We are interested in funding new projects (see also Alex Foster’s response above).
I am also concerned about the difficulty of promising new projects to be discovered. Personally, I am happy to invest some time into evaluating new projects. This is why we have a grant consideration form you can fill out to be considered for receiving a grant. That said, we are time capacity constrained and would not be able to handle 100 applications per month in our current setup.
I have personally considered putting out proposals like you are suggesting, but am concerned about the time investment. First I would like to see how much interest we can gather in different ways.
To be clear, I meant asking for a reference before an offer is actually made, at the stage when offers are being decided (so that applicants who don’t receive offers one way or the other don’t ‘use up’ their references).
I would strongly advise against making reference checks even earlier in the process. In your particular case, I think it would have been better for both the applicants and the referees if you had done the reference check even later—only after deciding to make an offer (conditional on the references being alright).
Request for references early in the process have put me off applying for specific roles and would again.

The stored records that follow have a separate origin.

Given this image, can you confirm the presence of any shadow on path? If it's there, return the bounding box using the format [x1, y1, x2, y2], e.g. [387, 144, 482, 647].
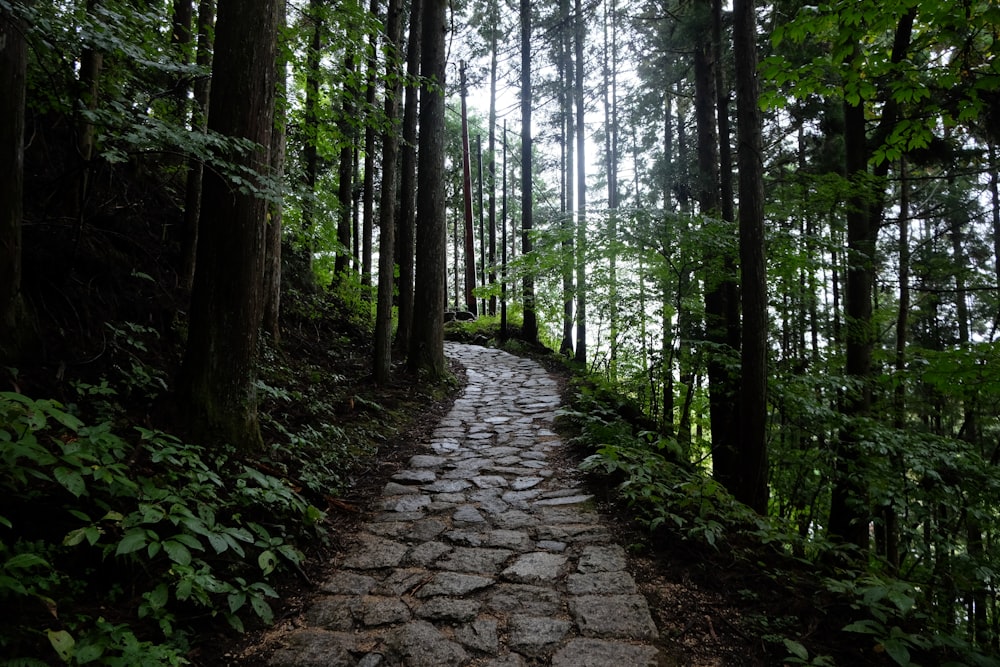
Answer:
[269, 343, 658, 667]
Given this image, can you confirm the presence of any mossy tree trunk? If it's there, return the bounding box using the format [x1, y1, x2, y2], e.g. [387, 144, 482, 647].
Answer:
[178, 0, 278, 450]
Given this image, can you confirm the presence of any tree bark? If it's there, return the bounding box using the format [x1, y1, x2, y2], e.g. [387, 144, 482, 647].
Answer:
[177, 0, 278, 450]
[372, 0, 402, 384]
[0, 3, 34, 365]
[396, 0, 423, 352]
[520, 0, 538, 343]
[733, 0, 768, 514]
[409, 0, 448, 379]
[263, 0, 288, 346]
[455, 61, 478, 315]
[181, 0, 215, 289]
[573, 0, 587, 365]
[334, 53, 358, 281]
[361, 0, 379, 287]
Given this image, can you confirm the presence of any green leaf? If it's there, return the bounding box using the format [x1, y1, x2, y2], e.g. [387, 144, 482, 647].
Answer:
[52, 466, 87, 498]
[46, 630, 76, 662]
[3, 554, 52, 570]
[257, 549, 278, 577]
[163, 540, 191, 565]
[250, 595, 274, 623]
[205, 533, 229, 554]
[882, 639, 910, 667]
[226, 591, 247, 614]
[115, 528, 148, 556]
[147, 584, 170, 609]
[782, 638, 809, 660]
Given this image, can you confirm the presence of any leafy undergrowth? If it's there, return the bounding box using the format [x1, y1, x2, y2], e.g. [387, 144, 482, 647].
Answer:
[561, 381, 1000, 667]
[0, 296, 454, 666]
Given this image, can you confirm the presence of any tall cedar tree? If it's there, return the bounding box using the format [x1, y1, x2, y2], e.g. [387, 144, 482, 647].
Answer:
[409, 0, 448, 378]
[395, 0, 423, 352]
[0, 1, 32, 364]
[521, 0, 538, 342]
[372, 0, 402, 383]
[178, 0, 278, 450]
[732, 0, 768, 514]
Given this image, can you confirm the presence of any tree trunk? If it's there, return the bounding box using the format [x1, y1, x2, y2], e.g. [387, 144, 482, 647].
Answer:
[177, 0, 278, 450]
[396, 0, 423, 352]
[733, 0, 768, 514]
[573, 0, 587, 365]
[559, 0, 576, 357]
[181, 0, 215, 289]
[455, 61, 478, 315]
[0, 3, 34, 365]
[409, 0, 448, 379]
[334, 53, 358, 280]
[361, 0, 379, 288]
[372, 0, 402, 384]
[602, 0, 616, 382]
[694, 4, 740, 489]
[486, 0, 500, 315]
[263, 0, 288, 346]
[520, 0, 538, 342]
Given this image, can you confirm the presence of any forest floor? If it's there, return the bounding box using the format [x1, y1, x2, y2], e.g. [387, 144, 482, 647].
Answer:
[191, 324, 790, 667]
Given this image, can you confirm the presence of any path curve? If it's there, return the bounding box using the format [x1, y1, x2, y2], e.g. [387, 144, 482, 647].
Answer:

I’m not sure whether I have unusual preferences but I would be surprised if I did. References put a burden on the referees which I am only willing to impose in exceptional circumstances, and that only for a very limited number of times.
I’m not confident how the referees actually feel about giving references. When I had to give references, I found it mildly inconvenient and would certainly been unhappy if I had to do it numerous times (with either a call or an email).
But for imposing costs on the applicants, it is not important how the referees actually feel about giving references—what matters is how applicants think they feel about it.
If you ask for references early, you might put off a fraction of your applicant pool you don’t want to put off.
I don’t think unsuccessful applications at organizations that are distantly related to the content you’re criticizing constitute a conflict of interest.
If everybody listed their unsuccessful applications at the start of every EA Forum post, it would take up a lot of reader attention.
The problem here is that people in the EA movement overtly associate being EA not with ‘doing high-impact things’ but with ‘do EA-approved work, ideally at an EA org’.
It is not obvious to me how this is fixable. It doesn’t help that recommendations change frequently, so that entering paths that were ‘EA-approved’ once aren’t any longer. As Greg said, people won’t want to risk that. It’s unfortunate that we punish people for following previous recommendations. This also doesn’t exactly incentivize people to follow current recommendations and leads to EAs being flakey, which is bad for long-term impact.
I think one thing that would be good for people is to have a better professional & do-gooding network outside of EA. If you are considering entering a profession, you can find dedicated people there and coordinate. You can also find other do-gooding communities. In both cases you can bring the moral motivations and the empirical standards to other aligned people.
Oh I agree people will often learn useful things during application processes. I just think the opportunity cost can be very high, especially when processes take months and people have to wait to figure out whether they got into their top options.
I also think those costs are especially high in the top applicants—they have to invest the most and might learn the most useful things, but they also lose the most due to higher opportunity costs.
And as you said, people who get filtered out early lose less time and other resources on application processes. But they might still feel negatively about it, especially given the messaging. Maybe their equally rejected friends feel just as bad, which in the future could dissuade other friends who might be potential top hires to even try.